The Revolution of Dignity in early 2014 is an event we will never have all the details of, however what we can decipher from it is that there was a considerable shift in Ukraine's position internationally after the ousting of President Yanukovych. Yanukovych was ousted by the Euromaidan coup which was backed by both US and
NATO interests to the tune of billions of dollars. According to the press there was strong public opposition to Yanukovych’s hesitancy on EU membership and subsequent NATO relations, which at that time may have upset Ukraine’s existing relationship with Russia. However it need not be stated here of the dubious nature of “grass roots” movements that support global American hegemony. Countless intelligence memos from the early and mid 2000’s made it clear that the international community realised that both domestic and international tensions would continue to grow as Ukraine’s possible NATO membership became an ever more present reality. Yanukovych must have known this all too well himself, having been elected in 2010 with a slim majority in a nation divided in part by loyalty to Russia. It is no wonder then that Yanukovych wasn’t particularly hasty in the signing of a number of EU trade and political agreements, which would have undoubtedly put Ukraine in a position closer to NATO, and further from its neighbour Russia.

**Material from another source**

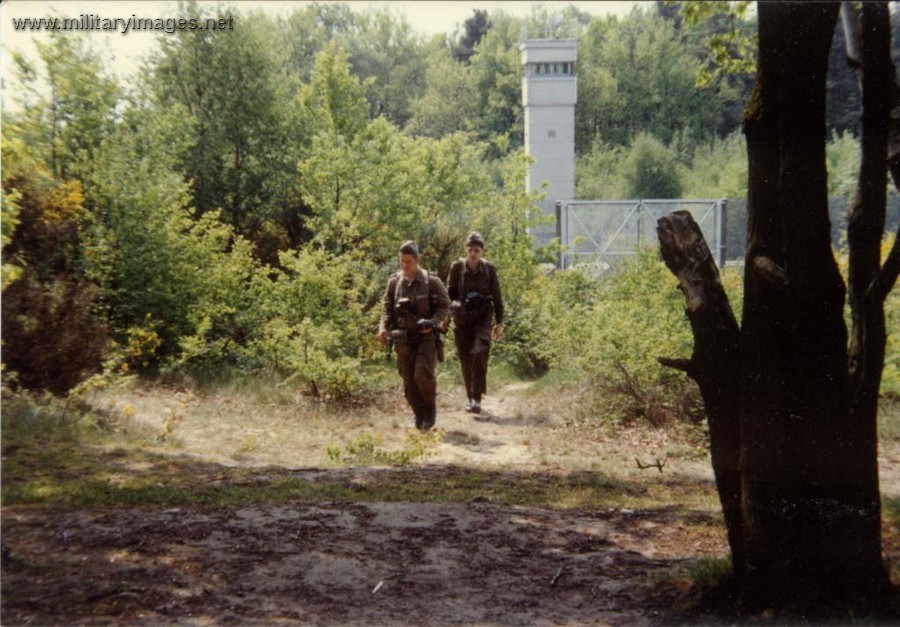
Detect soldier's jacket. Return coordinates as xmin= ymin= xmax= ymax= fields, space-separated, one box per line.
xmin=447 ymin=257 xmax=503 ymax=324
xmin=379 ymin=268 xmax=450 ymax=336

If anything this attempt by Yanukovych to be the mediator in a very tense setting, amongst his own populace and the international community, should have been commended as an act of great statesmanship that sought to represent each side of the demos. Instead the international community, that always bays for the blood of its enemies, moved as much money, arms and manpower as was required to remove Yanukovych and his government, so that a truly democratic government could be installed, without a drop of irony. Even to the degree that institutions like the European Investment Bank ceased all operations under the excuse that Yanukovych’s attempt to crackdown on a genuine insurrection was “barbaric”. A great humanitarian effort to remove the financial rug from under the feet of an already crippled nation, with its GDP still below levels reported in the 1990’s. Interesting point to note here, in less than a year after the Euromaidan coup, 8 of Yanukovych’s top advisors had reportedly all committed suicide.
This general formula of “brave freedom fighters” ousting foreign leaders who don’t fully comply with the diktats of NATO and UN forces is nothing new, Egypt, Libya, Syria and so on. Yet there is a uniqueness to the situation unfolding in Ukraine. Much like the position Cuba played during the missile crisis of the 1950’s. Ukraine is on the brink of becoming the next front for NATO to exude ever more stringent “soft power” on non-compliant states like Russia. Marching on Moscow is never wise, but doing so from Kiev, or Kyiv if you're into that sort of thing, is at least marginally wiser.
Unlike the 1950’s however the USSR is dead and what is left in its shadow is not the force that those who have to justify exuberant defence budgets would have you believe it is. The links between Russia and its “allies” are tenuous at best, long gone are the days of Marxist doctrine being pumped into the anti-imperialist nations of Africa, Asia and South America. Curiously that job has been overtaken by western forces, an issue best left for another time. Instead Russia relies on slim economic relations that are born more out of necessity than any imperialist sentiments. No one of any sense could argue that Russia is attempting to encroach or threaten western forces with its more recent movements into Ukraine. Nor is Russia in to even question or challenge western hegemony. This is possibly where the Cuba analogy begins to break down somewhat, as we can all be sure that if the USSR had boots on the ground in Cuba, then the bay of pigs would’ve been a minor fumble compared to the force that the US military would have unleashed upon Cuba, all argued as actions of the utmost important to national defence of course.
It is clearly NATO and American interests that have imperial goals in their sights, and that Ukraine, its people and any law order it may have had be damned. In the words of the dark lord himself Tony Blair, in discussion with John McCain, Russia should be made to “feel a little desperate” and henceforth run to China for assistance. Providing the perfect excuse for the “league of democracies” (McCain’s words) to become an ever more explicit organisation. NATO forces have both the ideological champion of democracy and the mass organisation of industrial western states behind them, in a sense one can only expect things to get worse for Putin, Russia and of course Ukraine in the course of making another corner of the globe “safe for democracy.”